Boundary Conditions and Continuity
The nodes along the bottom slab are all restrained against vertical displacement. The right-most node is
also restrained against horizontal displacement (pinned). The upper-right node is also restrained against
horizontal displacement. See the figure above.
Span Length
The length of each member is based upon the adjoining member centerlines. The design span length is
explained in the output. The user must define the span length for the reinforcement configuration. No
correction is made for skew distribution factors.
Moments at the geometric centers, moments at faces of support, or moments within fillets (haunches)

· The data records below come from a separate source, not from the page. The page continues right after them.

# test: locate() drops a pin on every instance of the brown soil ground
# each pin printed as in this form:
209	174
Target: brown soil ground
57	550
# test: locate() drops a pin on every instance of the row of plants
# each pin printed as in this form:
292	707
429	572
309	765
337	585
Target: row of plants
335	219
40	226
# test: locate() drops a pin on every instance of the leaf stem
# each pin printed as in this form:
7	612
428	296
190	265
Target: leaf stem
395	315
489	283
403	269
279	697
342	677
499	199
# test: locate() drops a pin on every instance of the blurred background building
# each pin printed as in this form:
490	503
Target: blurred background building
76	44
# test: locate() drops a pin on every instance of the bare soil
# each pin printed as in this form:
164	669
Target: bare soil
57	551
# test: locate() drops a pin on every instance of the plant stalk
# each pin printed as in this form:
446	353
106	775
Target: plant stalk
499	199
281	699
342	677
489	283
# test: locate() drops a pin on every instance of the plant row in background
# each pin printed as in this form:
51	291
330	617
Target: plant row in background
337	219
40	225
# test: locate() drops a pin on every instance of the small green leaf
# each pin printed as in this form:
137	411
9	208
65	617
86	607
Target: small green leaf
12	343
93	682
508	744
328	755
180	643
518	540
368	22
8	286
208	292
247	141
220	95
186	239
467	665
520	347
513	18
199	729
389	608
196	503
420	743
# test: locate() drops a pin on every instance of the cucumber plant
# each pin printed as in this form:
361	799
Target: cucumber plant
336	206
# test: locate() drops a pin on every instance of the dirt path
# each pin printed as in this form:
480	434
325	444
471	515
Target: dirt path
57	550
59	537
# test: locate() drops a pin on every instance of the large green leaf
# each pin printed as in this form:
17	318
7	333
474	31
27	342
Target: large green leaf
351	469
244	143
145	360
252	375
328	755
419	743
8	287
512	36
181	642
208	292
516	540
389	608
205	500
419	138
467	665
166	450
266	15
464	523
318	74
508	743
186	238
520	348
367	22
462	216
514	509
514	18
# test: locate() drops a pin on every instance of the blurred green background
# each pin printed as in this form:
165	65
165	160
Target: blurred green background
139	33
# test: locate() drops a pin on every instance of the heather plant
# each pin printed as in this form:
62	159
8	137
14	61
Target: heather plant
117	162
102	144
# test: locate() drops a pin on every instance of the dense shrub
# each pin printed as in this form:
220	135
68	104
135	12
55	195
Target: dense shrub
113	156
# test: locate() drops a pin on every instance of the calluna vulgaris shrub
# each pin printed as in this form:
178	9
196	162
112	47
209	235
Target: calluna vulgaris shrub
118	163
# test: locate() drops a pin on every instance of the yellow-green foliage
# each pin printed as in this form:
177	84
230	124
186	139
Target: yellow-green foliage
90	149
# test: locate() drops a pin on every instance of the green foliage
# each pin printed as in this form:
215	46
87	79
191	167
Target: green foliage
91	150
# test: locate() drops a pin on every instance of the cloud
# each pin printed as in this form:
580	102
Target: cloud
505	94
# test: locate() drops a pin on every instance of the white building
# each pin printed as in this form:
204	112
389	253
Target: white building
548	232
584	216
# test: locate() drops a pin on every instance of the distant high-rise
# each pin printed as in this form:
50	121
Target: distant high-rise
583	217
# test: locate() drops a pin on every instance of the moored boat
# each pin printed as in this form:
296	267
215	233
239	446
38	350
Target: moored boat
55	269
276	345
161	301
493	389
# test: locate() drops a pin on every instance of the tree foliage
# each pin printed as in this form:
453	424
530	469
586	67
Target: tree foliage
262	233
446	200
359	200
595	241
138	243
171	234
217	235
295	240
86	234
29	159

built monolithic with the member and support may be selected for member design. BRASSCULVERT
™ automatically computes the moments at these locations based on the user-defined
preference. The shear is computed at a distance equal to the effective depth away from the support face.
Load Modeling
The loading applied to the top slab is uniformly distributed over the entire bottom slab. A more refined
assumption appears impractical due to the lack of precise soil information for each site. This load
distribution is used for all loadings, i.e., dead load and unit live loads used in the development of
influence lines. Therefore, the influence lines for actions include both the load effects of the unit load
applied to the top of the box and the unit load uniformly distributed on the bottom. The details about the
influence lines are addressed later.
Self Weight
The culvert self-weight is automatically computed based on the wall thicknesses. The top-slab weight is
applied to the top of the box. The wall weight and the top slab weight are applied to the bottom slab
(upward). The bottom slab weight is not applied in the model because its load is directly resisted by the
soil. The wall weight is not included in the fixed-end-action computations for axial forces. Hence, the
wall axial force is the same at the top and bottom of the wall.